Het college kiest ervoor om van de maximale bevoegdheid tot verrekenen gebruik te maken. De verrekening bedraagt 100% van de toepasselijke bijstandsnorm gedurende drie maanden.

 

Lid 2

Is de recidiveboete opgelegd op het moment dat belanghebbende elders bijstand ontving dan is de verrekening van de recidiveboete eveneens 100% van de toepasselijke bijstandsnorm gedurende 3 maanden.

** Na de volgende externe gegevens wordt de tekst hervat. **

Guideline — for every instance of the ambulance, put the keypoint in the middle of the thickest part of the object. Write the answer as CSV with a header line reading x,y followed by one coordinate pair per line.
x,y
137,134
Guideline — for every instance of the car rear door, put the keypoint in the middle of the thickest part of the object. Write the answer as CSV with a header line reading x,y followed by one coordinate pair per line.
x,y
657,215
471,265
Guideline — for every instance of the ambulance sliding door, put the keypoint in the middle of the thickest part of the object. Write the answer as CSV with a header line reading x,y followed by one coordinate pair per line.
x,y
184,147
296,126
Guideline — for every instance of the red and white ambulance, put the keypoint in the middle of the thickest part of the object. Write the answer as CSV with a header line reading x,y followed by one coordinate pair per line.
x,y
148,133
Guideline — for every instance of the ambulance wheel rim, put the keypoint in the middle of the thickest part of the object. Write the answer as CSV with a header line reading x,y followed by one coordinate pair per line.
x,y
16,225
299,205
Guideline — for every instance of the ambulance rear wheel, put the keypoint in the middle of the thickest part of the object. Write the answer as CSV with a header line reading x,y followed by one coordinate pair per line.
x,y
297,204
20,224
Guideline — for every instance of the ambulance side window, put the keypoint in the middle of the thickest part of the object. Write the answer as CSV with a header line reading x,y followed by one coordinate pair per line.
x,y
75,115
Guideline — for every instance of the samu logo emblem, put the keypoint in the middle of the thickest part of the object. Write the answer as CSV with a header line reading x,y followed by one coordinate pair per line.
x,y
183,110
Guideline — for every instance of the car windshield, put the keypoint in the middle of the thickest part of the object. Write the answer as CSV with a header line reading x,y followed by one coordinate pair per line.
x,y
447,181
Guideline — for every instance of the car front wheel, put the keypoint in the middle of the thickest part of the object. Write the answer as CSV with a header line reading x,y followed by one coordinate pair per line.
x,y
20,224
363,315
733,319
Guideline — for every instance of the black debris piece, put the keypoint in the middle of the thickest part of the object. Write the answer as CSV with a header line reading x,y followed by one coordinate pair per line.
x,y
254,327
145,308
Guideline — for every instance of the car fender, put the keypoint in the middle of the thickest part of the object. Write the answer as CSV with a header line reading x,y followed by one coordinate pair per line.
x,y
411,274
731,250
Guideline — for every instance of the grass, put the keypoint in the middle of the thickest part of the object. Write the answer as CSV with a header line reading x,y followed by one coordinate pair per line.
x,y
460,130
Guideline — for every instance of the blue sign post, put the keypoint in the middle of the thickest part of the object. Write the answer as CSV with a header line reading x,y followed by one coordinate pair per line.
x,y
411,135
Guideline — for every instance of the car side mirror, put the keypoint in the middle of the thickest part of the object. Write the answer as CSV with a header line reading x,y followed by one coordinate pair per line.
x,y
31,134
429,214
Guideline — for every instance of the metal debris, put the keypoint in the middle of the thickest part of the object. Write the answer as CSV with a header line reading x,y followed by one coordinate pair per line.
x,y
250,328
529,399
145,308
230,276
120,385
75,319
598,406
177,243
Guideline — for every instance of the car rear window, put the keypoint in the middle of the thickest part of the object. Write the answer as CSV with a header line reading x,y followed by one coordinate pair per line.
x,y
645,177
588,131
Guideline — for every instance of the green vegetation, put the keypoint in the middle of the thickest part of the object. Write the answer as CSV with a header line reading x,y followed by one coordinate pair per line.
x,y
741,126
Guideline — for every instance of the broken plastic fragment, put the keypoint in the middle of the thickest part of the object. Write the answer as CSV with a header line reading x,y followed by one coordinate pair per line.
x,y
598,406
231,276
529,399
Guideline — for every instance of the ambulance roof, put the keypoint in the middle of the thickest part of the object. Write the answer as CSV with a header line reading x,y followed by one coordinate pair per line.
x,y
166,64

Dit betekent als de recidiveboete opgelegd is door de gemeente Amsterdam en belanghebbende is verhuisd naar Simpelveld en ontvangt inmiddels een uitkering van onze dienst dan kan de gemeente Amsterdam gedurende 3 maanden maximaal 100% van de toepasselijke bijstandsnorm verrekenen voor de recidiveboete.

 

Artikel 3 & 4

Geen nadere toelichting noodzakelijk.